L’imaginaire colonial a cédé la place au marché des loisirs. Les associations éducatives voient défiler leur cortège d’animateurs professionnels dans le sillage de la loi de 1971 sur la formation permanente. Aujourd’hui, les accidents en camp scout et les scandales de violences sur mineur dans la décennie 2000 ont eu comme conséquence d’accroître la pression légale sur ces activités. Pour autant, de nos jours, le scoutisme demeure, en même temps, un lieu commun de la dérision autant qu’une pédagogie prisée des familles soucieuses de formation à l’autonomie par le plein air.
Éducation en plein air
En quoi la pédagogie scoute est-elle utile à la formation des enfants et des adolescents ? Son projet de socialisation demeure complémentaire des institutions scolaire et familiale.
Elle intéresse l’éducateur par la place essentielle de l’aventure dans la construction individuelle.
Faire face à la nature est une école de caractère. Le frisson de l’inconnu et des risques mesurés est aujourd’hui bien compris par les enseignes commerciales de pleine nature et d’évasion. Le citadin du XXIe siècle s’y équipe avant d’entamer sa quête d’authenticité sur l’itinéraire Decathlon-Compostelle. Il faut alors relire Walden ou la vie dans les bois d’Henri David Thoreau écrit dans l’Amérique du XIXe siècle pour comprendre que le refus de la vie moderne, urbaine et occidentalisée exprime précisément une forme de la modernité. Rares sont les éducations à offrir le spectacle du lever de soleil comme un parfum de premier matin du monde. Le petit d’homme, en effet, ne se construit pas sans rêve.
Prise de responsabilité
Réussir à surmonter les défis raisonnables qu’impose la vie en plein air constitue la meilleure école pour éprouver son caractère. Or, l’école ne fonctionne pas selon la montée de l’apprentissage depuis la main vers le cerveau mais, plus généralement, dans le sens inverse. Dans le programme scout, le couchage sous tente structure l’organisation collective. Apprendre à ne pas avoir peur la nuit constitue la première étape pour maîtriser ses émotions, afin de rendre les élèves disponibles aux savoirs scolaires.

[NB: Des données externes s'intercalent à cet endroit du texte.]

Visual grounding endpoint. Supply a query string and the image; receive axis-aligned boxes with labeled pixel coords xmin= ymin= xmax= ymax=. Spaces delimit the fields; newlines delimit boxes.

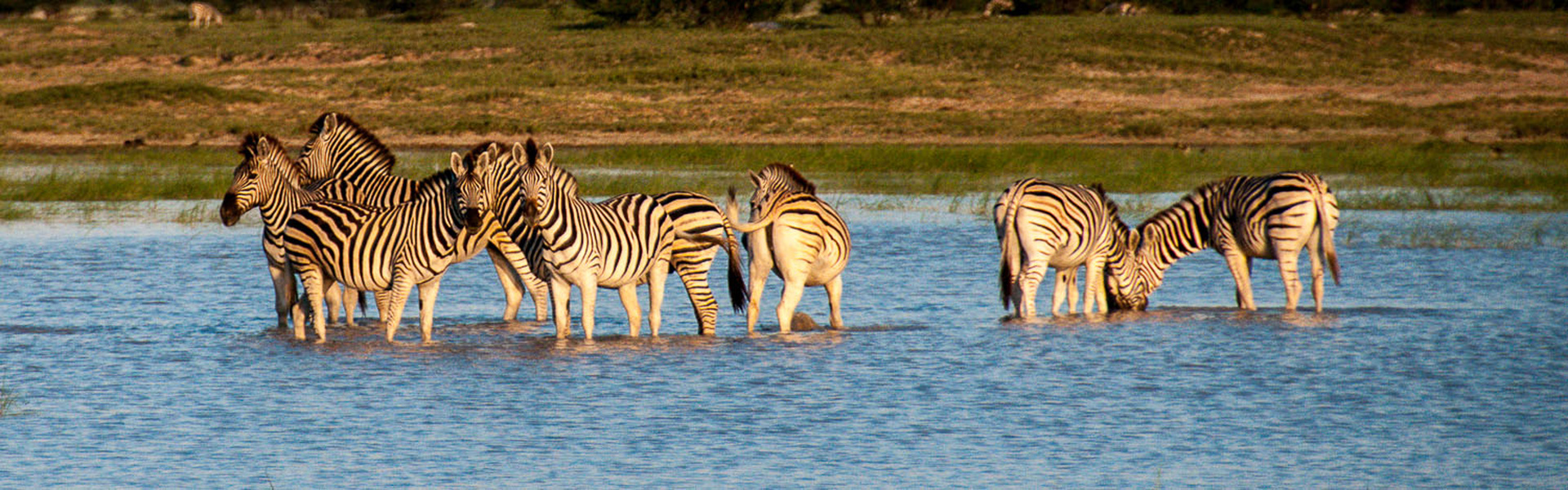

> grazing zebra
xmin=191 ymin=2 xmax=223 ymax=29
xmin=284 ymin=154 xmax=494 ymax=342
xmin=1108 ymin=172 xmax=1339 ymax=311
xmin=654 ymin=190 xmax=746 ymax=335
xmin=300 ymin=113 xmax=547 ymax=322
xmin=992 ymin=179 xmax=1126 ymax=318
xmin=220 ymin=133 xmax=354 ymax=328
xmin=508 ymin=138 xmax=680 ymax=339
xmin=724 ymin=163 xmax=850 ymax=333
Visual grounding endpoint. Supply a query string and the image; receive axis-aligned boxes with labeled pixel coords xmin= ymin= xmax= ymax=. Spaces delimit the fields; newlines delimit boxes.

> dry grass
xmin=0 ymin=10 xmax=1568 ymax=146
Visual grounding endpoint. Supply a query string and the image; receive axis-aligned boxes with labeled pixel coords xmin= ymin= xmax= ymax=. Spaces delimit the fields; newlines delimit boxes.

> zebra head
xmin=513 ymin=138 xmax=561 ymax=225
xmin=218 ymin=133 xmax=298 ymax=226
xmin=298 ymin=113 xmax=397 ymax=182
xmin=452 ymin=153 xmax=491 ymax=233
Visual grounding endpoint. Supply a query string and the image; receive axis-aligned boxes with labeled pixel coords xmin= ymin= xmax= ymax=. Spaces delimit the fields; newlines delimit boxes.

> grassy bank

Deux aspects significatifs de notre société sont occultés par l’enseignement du collège. Il s’agit de l’argent et de l’alimentation. Acheter sa nourriture et confectionner ses repas montrent que le scoutisme place les enfants en situation d’apprentissage par la prise de responsabilité. Le mouvement s’efforce de faire cesser le divorce entre l’École et la Vie. La pédagogie scoute est ainsi plus efficace auprès des 12-16 ans, là où, en collège, se croisent avec le plus d’acuité la transmission des savoirs et la question sociale.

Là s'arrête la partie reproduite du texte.